I realized I'd better have a damn blow-out kit for myself if no one else: if I get shot at work, I can at least try to render first-aid to me! But the culture of Do Nothing is extremely disappointing. I can't tell if it's the real SOP there, or just this particular manager's POV, or just her attempt to get me to shut up. Chances are if I was anyone else, it would have been a better & more thoughtful answer. Nevertheless, I now have a tiny blow-out kit that goes with me to any range, especially outdoor ones---since they're more isolated.
I know that "no good deed goes unpunished" but honestly--if you do nothing, how do you live with yourself? What if it was someone you loved who was surrounded by able-bodied people who just stood by? It makes me crazy to think about it--& I've seen this happen plenty of times: crowd gathers, stares, does nothing. I know the business has to protect itself, but I wonder if I'm really working with such callous people, or if I just got the expedient brush-off response? So hard to tell.

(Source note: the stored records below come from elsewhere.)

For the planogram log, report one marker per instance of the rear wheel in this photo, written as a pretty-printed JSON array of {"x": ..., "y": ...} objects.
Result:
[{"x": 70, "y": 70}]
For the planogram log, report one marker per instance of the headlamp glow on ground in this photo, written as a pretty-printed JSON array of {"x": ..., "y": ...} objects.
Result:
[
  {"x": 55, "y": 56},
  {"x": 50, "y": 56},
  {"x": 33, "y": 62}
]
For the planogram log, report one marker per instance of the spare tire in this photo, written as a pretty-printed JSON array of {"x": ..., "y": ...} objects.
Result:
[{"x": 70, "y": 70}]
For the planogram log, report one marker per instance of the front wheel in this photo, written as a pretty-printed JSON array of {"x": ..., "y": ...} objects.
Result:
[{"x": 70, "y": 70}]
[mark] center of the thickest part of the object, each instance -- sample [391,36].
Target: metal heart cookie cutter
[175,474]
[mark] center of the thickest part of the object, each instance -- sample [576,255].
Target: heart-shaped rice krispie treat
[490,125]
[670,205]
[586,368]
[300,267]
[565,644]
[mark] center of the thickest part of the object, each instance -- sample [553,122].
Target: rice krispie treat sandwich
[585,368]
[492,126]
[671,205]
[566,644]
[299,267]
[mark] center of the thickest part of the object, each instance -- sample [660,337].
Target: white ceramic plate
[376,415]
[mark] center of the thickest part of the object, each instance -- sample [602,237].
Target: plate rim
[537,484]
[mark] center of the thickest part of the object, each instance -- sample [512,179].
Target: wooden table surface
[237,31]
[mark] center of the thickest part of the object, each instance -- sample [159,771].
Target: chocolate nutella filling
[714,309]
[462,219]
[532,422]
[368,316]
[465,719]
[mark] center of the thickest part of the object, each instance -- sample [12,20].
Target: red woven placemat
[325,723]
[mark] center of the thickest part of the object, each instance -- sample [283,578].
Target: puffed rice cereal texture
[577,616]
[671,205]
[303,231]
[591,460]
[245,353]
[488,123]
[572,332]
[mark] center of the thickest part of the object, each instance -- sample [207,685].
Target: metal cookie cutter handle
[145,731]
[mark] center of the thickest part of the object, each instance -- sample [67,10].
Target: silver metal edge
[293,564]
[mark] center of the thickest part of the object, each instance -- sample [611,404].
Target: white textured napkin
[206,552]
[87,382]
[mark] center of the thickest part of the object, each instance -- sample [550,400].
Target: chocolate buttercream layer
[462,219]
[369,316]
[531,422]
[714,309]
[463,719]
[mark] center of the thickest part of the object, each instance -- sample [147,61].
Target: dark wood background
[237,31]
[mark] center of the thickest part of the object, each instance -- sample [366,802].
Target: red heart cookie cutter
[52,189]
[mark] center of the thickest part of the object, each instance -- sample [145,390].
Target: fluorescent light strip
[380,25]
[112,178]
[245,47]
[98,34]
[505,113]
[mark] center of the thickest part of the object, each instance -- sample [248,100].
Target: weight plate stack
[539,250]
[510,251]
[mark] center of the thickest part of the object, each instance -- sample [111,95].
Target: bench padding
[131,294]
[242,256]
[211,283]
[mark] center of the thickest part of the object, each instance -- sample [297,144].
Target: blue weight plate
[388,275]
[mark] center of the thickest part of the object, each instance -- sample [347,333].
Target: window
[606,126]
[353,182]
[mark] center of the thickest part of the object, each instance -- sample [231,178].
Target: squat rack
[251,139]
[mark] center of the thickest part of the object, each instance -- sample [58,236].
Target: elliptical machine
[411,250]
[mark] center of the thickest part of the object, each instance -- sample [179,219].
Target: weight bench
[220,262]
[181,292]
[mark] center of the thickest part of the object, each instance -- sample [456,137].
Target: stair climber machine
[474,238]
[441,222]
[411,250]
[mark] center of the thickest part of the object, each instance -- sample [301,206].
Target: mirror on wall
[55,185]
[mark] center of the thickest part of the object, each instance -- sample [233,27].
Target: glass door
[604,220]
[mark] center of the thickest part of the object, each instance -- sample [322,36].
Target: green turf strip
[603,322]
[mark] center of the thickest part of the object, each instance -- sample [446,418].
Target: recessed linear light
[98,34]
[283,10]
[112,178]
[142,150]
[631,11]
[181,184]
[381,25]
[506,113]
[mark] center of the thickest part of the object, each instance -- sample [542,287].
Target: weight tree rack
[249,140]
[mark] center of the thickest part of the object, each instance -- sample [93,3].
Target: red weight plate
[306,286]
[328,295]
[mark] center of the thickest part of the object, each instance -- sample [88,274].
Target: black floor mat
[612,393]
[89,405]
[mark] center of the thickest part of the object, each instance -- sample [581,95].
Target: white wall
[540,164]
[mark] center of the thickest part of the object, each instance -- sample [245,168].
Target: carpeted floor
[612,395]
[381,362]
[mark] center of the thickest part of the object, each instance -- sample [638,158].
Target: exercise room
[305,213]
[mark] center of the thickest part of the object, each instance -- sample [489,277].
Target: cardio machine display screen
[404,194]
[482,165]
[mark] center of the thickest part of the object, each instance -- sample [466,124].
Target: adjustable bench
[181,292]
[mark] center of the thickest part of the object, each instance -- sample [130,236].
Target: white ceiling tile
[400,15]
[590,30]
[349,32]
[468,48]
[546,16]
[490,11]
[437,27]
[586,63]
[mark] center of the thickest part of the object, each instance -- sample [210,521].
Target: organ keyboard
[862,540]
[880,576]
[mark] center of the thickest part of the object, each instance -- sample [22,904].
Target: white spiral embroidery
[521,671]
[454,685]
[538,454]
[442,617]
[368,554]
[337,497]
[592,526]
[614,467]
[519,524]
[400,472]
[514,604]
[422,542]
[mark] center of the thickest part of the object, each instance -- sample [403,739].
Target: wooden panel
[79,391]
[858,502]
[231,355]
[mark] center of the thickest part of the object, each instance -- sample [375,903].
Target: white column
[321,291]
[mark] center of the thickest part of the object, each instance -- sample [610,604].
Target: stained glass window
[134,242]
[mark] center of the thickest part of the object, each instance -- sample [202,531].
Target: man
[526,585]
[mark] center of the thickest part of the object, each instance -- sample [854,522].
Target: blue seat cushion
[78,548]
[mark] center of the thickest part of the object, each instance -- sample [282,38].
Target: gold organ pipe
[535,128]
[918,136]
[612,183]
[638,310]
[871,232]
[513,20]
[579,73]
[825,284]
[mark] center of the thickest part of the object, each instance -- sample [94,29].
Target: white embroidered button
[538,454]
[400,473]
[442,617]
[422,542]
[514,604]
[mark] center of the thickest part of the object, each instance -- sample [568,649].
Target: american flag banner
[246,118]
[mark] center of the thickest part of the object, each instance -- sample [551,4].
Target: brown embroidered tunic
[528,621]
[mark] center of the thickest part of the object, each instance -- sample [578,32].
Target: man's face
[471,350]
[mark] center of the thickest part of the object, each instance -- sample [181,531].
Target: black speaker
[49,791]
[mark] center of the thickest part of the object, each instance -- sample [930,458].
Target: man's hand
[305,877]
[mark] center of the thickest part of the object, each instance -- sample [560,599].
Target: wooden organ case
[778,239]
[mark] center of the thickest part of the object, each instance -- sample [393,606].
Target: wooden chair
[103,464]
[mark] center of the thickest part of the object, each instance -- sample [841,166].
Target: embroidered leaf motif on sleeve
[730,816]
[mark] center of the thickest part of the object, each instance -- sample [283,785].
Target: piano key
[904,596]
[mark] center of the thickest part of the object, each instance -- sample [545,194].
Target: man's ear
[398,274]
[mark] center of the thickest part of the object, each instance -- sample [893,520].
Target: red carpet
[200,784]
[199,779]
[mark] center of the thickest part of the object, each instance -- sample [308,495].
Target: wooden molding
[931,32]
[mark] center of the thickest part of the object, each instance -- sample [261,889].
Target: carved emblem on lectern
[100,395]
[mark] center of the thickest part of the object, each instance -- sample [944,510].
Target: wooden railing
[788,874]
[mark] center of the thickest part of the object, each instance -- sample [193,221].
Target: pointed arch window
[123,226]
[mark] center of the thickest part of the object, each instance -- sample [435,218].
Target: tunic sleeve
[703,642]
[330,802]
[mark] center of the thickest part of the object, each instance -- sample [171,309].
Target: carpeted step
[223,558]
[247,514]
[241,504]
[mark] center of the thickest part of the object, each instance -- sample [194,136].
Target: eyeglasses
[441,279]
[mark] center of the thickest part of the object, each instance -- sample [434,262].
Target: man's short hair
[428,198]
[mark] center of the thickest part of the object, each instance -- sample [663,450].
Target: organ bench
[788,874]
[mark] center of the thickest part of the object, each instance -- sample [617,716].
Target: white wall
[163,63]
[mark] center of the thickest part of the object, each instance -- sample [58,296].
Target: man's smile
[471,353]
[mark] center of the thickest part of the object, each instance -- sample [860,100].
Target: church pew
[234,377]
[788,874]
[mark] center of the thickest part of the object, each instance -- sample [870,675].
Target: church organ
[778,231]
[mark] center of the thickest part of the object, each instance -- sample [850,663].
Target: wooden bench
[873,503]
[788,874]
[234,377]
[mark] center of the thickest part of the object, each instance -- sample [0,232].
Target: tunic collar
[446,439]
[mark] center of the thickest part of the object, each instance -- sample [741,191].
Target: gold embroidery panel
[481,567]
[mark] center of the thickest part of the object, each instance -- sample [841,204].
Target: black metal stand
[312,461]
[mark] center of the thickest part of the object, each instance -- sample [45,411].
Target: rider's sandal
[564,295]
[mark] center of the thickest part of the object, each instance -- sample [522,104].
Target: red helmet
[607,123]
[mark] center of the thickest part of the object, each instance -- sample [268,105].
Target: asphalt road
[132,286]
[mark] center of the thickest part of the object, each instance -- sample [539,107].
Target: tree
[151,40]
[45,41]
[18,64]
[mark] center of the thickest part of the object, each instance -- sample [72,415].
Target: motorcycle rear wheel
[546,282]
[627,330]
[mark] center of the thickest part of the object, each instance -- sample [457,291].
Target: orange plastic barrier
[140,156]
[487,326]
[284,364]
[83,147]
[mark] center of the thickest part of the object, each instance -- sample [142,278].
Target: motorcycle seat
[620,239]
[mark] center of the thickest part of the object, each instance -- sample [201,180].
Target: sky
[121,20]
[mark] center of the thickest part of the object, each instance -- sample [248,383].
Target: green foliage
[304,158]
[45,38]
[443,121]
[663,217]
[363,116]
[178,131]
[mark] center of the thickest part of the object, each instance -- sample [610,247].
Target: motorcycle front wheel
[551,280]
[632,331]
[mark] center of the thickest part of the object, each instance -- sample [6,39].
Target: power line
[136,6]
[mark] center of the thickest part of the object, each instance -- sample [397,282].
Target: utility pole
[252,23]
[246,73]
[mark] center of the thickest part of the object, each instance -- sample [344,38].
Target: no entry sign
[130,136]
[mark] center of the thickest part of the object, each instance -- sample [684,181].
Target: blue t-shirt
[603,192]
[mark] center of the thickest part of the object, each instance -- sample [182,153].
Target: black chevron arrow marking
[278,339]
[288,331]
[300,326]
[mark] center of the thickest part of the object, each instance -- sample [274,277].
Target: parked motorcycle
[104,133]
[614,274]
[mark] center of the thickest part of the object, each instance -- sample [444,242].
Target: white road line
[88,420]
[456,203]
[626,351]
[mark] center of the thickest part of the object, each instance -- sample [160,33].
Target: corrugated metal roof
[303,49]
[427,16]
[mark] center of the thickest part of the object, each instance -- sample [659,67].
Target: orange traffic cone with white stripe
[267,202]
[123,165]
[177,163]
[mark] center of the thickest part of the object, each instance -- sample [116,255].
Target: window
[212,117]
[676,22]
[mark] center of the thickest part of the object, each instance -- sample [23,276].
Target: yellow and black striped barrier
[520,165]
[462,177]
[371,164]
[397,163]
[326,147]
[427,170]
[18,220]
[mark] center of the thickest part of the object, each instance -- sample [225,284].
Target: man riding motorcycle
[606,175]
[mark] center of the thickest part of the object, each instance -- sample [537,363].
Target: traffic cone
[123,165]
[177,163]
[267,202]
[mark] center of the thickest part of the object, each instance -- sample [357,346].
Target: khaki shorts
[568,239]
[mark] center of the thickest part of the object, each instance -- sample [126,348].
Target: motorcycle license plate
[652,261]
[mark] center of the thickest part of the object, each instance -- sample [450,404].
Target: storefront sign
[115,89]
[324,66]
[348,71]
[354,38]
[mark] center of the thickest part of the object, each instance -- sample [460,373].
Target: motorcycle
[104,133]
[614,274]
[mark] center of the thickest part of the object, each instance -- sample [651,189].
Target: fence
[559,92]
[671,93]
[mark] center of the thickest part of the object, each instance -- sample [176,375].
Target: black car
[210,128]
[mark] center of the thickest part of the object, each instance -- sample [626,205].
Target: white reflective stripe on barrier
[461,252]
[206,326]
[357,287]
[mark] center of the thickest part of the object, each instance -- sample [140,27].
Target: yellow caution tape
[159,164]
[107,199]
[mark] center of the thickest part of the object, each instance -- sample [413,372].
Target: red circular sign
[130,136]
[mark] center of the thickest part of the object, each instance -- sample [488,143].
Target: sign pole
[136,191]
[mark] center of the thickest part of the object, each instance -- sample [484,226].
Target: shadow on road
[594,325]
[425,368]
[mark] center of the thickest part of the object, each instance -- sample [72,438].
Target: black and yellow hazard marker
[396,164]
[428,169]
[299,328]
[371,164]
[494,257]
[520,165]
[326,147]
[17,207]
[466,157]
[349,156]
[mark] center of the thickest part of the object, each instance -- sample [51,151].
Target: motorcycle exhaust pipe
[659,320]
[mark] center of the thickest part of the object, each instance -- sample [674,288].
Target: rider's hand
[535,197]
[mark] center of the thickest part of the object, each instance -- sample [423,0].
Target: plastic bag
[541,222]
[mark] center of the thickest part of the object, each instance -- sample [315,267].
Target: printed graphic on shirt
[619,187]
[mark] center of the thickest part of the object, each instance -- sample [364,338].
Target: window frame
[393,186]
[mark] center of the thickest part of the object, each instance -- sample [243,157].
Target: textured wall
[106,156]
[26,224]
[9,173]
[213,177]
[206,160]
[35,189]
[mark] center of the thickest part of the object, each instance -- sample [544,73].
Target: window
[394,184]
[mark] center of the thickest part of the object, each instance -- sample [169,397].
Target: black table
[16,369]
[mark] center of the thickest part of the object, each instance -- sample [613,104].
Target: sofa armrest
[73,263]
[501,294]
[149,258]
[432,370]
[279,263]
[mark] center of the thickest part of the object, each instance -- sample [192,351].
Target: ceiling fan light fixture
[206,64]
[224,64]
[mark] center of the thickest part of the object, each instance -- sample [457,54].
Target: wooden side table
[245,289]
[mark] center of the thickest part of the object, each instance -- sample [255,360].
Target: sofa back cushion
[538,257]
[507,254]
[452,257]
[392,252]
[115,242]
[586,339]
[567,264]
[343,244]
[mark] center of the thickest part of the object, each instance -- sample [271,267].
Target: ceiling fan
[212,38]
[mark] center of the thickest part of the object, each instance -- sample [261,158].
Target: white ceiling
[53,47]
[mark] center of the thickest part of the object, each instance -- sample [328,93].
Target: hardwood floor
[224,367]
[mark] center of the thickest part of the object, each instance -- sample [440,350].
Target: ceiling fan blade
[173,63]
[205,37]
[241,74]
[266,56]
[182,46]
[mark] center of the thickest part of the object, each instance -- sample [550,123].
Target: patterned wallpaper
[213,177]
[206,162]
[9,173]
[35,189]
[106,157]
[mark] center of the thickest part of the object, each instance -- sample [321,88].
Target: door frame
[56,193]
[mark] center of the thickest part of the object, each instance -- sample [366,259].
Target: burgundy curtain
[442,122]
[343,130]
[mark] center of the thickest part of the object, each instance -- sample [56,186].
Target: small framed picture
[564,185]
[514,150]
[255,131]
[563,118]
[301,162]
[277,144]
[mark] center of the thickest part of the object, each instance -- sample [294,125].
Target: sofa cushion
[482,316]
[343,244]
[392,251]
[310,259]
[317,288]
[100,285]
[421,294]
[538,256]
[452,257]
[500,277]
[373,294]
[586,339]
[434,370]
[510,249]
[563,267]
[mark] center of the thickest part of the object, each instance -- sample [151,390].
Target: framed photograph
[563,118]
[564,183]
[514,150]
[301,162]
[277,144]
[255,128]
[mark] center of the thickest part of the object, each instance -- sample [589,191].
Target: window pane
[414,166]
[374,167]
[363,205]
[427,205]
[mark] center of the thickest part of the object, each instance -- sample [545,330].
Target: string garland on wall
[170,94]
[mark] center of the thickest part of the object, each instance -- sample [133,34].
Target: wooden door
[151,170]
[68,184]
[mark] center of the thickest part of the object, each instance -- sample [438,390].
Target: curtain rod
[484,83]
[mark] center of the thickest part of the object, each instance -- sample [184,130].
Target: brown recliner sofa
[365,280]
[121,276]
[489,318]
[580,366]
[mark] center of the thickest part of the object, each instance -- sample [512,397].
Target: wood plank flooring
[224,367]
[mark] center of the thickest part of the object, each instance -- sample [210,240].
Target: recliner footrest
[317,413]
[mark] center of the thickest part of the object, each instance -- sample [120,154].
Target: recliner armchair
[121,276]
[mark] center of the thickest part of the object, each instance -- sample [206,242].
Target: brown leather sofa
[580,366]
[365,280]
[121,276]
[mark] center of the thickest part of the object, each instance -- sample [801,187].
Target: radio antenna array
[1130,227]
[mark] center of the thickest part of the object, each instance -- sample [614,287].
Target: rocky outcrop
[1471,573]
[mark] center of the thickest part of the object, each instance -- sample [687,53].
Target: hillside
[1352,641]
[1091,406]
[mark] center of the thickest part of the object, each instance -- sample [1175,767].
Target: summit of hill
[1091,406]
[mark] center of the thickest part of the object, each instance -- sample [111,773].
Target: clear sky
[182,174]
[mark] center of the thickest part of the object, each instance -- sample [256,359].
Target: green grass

Bud's got an inoperable adrenal tumor that his aorta runs right through. He's being treated with chemical chemo & so far has responded well, there's been some shrinkage to the tumor. Vet is hoping to get him on a low dose maintenance schedule to keep the tumor small and relieve some of the pressure on other organs.
So far he seems happy and like his old self, but he has slowed down a lot. Bud's 13 & I've known for a while now that he's in his final stretch. I love him dearly, and therefore won't put him through unnecessary discomfort/sickness. If he continues to tolerate the lower dosage & it helps: great. If not, I'd just as soon take him off meds and let him live out however long he has. At his age, (with or without meds) it could be a year or longer, or not. Impossible to tell. At least with our animals, we have the option of humane euthanasia when the pain and illness of living outweighs the happiness and comfort of simple being.
Happy that he's responded well to the meds so far, but it's sad to see this great old boy slowing down. He's such a wonderful guy. I hope we have a lot more time left together. He's my boy.
I had no idea that this is how okra grows & it is really cool! When the okra gets really big, if you don't pick it in time in bows the slender stem over. Never had any break--but do try to get to them before they get dramatic.
Toms! Next year I will stake them with round wire supports so the stems have more room to drape and receive better support. My first garden and I'm learning as I go. It is super fun!
Hot peppers! Delicious and gorgeous. Look at these little beauties! These grow kind of like my green beans should have--except the beans decided not to cooperate.